You might be able to avoid the problem by ensuring that the objects are loaded as Comments first. This way, when you ask for the Message, the Context already knows about it.
Also consider using Composition over Inheritance, such that a Message has 0..1 CommentDetails.
The final suggestion is to remove the dependency on the Entity Framework from your Control code, and create a Data Access Layer which references the EF and retrieves your objects. The DAL can turn Entity Framework objects into a different set of Entity objects which are easier to use in code. This approach will produce a lot of code overhead, but may be suitable if you cannot use the Entity Framework to produce an Entity model which represents your Entities in the way you want to work with them.
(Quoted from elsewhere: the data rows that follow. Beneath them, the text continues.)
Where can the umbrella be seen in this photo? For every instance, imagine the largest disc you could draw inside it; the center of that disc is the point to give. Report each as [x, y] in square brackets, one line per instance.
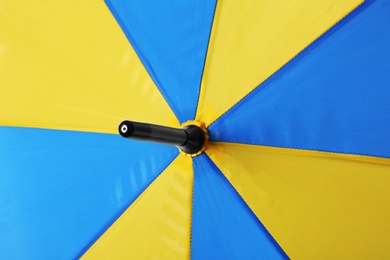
[294, 96]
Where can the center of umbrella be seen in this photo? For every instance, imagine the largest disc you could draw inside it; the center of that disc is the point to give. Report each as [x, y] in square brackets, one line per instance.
[191, 139]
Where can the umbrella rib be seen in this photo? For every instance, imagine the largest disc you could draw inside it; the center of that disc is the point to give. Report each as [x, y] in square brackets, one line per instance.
[315, 153]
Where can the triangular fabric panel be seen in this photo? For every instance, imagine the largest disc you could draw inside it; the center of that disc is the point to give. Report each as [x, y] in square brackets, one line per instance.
[223, 226]
[171, 39]
[59, 190]
[251, 40]
[158, 223]
[334, 97]
[67, 65]
[316, 205]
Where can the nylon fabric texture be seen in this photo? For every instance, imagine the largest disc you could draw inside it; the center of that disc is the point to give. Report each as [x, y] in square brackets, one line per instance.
[294, 96]
[67, 73]
[241, 56]
[158, 221]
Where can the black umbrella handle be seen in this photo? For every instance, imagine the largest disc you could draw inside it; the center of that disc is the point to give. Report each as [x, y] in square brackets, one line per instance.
[189, 139]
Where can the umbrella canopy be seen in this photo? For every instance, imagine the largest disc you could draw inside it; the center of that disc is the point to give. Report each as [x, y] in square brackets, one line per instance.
[294, 97]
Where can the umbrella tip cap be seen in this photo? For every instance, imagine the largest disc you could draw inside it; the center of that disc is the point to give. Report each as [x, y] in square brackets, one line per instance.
[200, 138]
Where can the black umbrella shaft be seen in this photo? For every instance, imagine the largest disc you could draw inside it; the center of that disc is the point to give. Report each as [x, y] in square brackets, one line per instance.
[189, 139]
[153, 133]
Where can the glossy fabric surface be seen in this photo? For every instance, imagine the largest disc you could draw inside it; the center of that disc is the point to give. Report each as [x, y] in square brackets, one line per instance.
[223, 226]
[68, 66]
[315, 205]
[269, 77]
[250, 41]
[171, 40]
[334, 97]
[60, 190]
[158, 222]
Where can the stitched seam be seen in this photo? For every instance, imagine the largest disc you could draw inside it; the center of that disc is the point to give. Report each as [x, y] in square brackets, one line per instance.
[254, 214]
[139, 55]
[321, 153]
[117, 216]
[205, 58]
[299, 55]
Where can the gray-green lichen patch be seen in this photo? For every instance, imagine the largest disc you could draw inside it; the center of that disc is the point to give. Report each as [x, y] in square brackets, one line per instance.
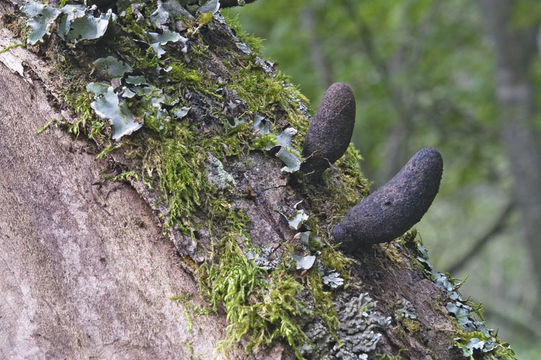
[216, 174]
[279, 144]
[360, 330]
[475, 340]
[407, 310]
[107, 106]
[41, 17]
[113, 67]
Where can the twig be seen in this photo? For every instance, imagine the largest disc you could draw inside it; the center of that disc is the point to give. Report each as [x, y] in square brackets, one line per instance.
[499, 225]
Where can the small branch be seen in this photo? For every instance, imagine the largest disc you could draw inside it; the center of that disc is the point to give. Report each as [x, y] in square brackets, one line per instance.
[232, 3]
[499, 225]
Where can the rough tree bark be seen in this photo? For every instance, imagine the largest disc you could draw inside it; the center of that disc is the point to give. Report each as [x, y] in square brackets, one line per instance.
[87, 271]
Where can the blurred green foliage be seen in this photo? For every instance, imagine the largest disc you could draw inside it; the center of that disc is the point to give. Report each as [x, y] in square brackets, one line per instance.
[422, 67]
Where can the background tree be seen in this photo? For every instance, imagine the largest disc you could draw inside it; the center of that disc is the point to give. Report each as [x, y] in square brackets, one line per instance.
[172, 101]
[424, 73]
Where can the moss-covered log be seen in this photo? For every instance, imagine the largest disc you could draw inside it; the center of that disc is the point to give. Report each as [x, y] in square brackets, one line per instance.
[206, 160]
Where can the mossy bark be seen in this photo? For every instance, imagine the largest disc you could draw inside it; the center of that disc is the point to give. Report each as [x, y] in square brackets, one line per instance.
[89, 269]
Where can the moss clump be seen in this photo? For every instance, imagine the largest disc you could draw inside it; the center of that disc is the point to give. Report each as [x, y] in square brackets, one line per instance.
[260, 305]
[171, 153]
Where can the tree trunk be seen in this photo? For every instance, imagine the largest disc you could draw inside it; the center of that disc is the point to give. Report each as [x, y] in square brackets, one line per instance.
[515, 50]
[87, 269]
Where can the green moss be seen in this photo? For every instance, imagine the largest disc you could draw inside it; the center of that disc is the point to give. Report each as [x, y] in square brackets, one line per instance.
[253, 42]
[260, 306]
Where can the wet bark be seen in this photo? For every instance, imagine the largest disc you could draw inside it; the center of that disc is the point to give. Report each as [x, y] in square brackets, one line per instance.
[88, 272]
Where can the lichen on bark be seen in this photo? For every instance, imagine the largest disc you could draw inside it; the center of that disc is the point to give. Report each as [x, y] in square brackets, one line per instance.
[198, 100]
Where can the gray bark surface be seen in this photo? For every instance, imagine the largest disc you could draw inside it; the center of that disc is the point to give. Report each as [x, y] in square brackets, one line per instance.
[86, 271]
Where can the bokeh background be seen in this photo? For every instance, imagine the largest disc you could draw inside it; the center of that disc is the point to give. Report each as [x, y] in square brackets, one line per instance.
[462, 76]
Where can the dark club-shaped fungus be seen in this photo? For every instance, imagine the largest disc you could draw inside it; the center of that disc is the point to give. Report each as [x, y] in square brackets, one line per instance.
[396, 206]
[331, 128]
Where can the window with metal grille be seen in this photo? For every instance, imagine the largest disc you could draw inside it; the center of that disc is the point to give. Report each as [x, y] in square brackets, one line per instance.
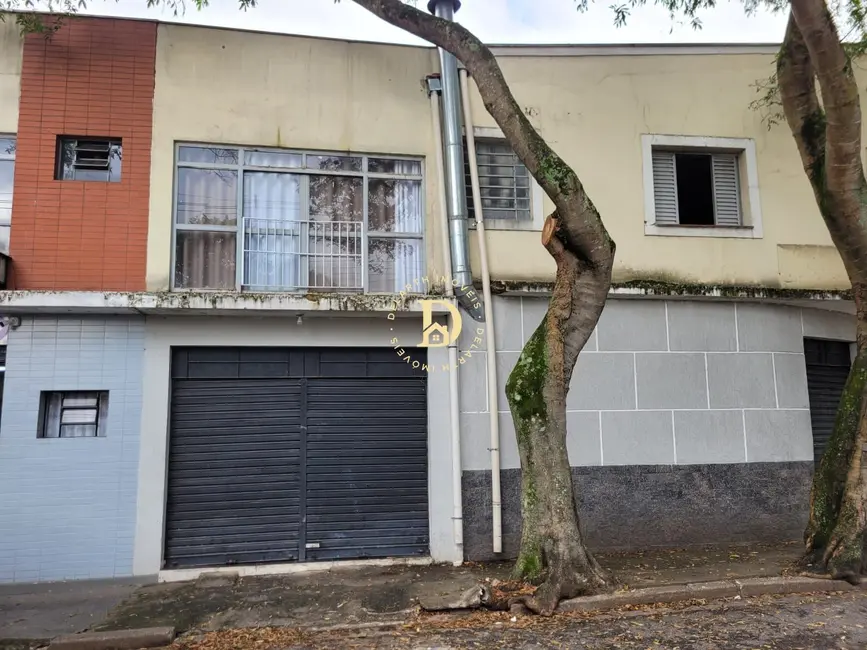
[504, 183]
[89, 159]
[694, 188]
[72, 414]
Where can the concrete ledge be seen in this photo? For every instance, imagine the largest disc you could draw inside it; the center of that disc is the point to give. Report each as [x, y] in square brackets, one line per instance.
[790, 585]
[704, 590]
[146, 637]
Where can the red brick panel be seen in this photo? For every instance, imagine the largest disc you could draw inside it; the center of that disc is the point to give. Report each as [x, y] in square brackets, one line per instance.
[94, 77]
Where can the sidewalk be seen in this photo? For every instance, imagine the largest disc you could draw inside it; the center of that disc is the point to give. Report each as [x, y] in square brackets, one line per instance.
[337, 597]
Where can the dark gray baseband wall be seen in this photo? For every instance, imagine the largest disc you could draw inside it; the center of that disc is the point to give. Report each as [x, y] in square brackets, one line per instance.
[640, 506]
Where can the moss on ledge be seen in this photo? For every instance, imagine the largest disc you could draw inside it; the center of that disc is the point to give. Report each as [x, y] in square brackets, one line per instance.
[673, 288]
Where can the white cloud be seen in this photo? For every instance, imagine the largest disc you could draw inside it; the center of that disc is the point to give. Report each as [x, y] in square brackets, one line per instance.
[494, 21]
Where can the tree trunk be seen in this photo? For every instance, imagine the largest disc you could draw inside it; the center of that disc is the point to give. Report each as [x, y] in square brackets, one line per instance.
[828, 135]
[836, 535]
[552, 547]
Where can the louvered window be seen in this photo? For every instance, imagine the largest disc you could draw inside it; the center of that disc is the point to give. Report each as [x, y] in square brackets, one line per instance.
[504, 183]
[696, 189]
[73, 414]
[89, 159]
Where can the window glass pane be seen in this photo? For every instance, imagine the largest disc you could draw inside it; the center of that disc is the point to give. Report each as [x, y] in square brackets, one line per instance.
[273, 159]
[393, 263]
[272, 232]
[334, 255]
[115, 158]
[51, 417]
[269, 196]
[334, 163]
[7, 147]
[7, 172]
[78, 431]
[98, 159]
[207, 196]
[394, 206]
[205, 260]
[336, 198]
[391, 166]
[694, 189]
[80, 399]
[211, 155]
[78, 416]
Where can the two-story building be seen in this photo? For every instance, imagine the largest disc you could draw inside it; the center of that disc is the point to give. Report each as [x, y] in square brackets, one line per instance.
[206, 349]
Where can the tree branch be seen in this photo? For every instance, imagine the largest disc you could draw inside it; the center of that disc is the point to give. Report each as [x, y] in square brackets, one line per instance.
[581, 228]
[828, 135]
[839, 94]
[801, 104]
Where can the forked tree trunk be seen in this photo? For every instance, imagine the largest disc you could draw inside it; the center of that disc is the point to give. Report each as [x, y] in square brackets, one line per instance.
[828, 136]
[552, 547]
[835, 538]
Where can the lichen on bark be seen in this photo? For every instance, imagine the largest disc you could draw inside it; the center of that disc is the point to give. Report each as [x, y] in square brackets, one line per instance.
[524, 392]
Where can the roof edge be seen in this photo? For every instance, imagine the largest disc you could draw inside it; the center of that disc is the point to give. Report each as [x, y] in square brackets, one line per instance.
[499, 49]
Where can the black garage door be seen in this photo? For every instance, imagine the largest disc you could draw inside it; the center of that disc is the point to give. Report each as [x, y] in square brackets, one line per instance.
[827, 369]
[280, 454]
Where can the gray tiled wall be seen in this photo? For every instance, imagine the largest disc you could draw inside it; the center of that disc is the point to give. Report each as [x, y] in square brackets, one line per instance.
[666, 382]
[67, 506]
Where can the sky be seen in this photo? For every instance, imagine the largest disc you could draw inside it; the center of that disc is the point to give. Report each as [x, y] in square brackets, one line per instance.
[494, 21]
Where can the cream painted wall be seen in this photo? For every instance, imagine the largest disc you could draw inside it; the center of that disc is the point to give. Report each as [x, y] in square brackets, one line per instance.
[593, 111]
[221, 86]
[11, 47]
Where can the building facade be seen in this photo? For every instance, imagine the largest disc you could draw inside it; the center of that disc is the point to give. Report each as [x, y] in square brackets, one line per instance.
[221, 247]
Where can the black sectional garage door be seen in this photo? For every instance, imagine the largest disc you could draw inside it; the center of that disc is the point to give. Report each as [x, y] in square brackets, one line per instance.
[280, 454]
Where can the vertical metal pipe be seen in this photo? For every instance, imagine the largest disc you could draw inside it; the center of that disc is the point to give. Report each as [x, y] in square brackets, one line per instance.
[454, 169]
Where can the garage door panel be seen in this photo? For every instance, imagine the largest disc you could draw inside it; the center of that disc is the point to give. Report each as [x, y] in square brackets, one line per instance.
[267, 464]
[238, 504]
[225, 443]
[362, 476]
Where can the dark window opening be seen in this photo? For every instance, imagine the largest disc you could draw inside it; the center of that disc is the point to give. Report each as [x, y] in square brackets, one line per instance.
[694, 189]
[89, 159]
[828, 364]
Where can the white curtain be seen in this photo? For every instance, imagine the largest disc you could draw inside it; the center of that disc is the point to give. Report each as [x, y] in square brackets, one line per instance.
[73, 415]
[272, 230]
[395, 207]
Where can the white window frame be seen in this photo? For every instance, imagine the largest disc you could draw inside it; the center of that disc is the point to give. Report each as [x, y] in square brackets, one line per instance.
[7, 220]
[745, 148]
[241, 166]
[537, 194]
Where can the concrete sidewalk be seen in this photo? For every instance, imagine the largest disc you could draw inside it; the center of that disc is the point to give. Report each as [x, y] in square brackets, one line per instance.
[349, 596]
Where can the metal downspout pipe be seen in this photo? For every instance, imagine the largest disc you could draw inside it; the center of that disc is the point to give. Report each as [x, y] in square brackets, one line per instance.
[456, 202]
[458, 238]
[454, 393]
[491, 356]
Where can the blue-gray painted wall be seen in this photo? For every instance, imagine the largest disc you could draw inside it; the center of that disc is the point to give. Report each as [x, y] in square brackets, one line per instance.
[67, 506]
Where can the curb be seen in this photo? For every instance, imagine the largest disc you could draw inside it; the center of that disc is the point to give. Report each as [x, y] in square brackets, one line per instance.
[145, 637]
[706, 591]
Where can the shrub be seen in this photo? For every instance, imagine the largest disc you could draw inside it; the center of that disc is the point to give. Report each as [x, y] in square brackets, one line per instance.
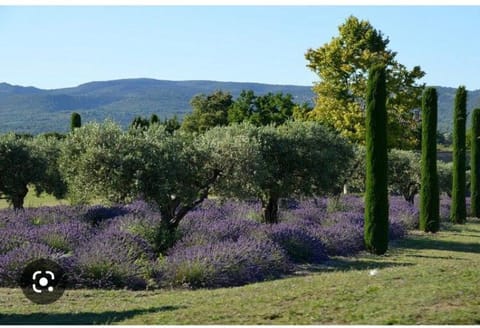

To summarize, unless MS fix this issue, there is no solution to your problem which does not involve a rethink of your approach. Unfortunately the Entity Framework is not ideal, especially for complex Entity models - you might be better off creating your own DAL and bypassing the EF altogether.
It sounds like you are pulling two records into memory one into message and one into comment.
Possible prblems:
There are two physical messages with the same id
The same message is being pulled up as a message and a comment
The same message is being pulled up twice into the same context
That the problem sometimes goes away when you restart, points to a problem with cleaning up of context. Are you using "using" statements.
Do you have functionality for changing from a message to a comment?
I am not an EF kind of guy (busy working with NHibernate, haven't had time to get up to date with EF yet) so I may be totally wrong here, but could the problem be that the two tables (since you are using inheritance by table-per-type) have primary keys that collide?
If you check the data in both tables, do primary key values collide?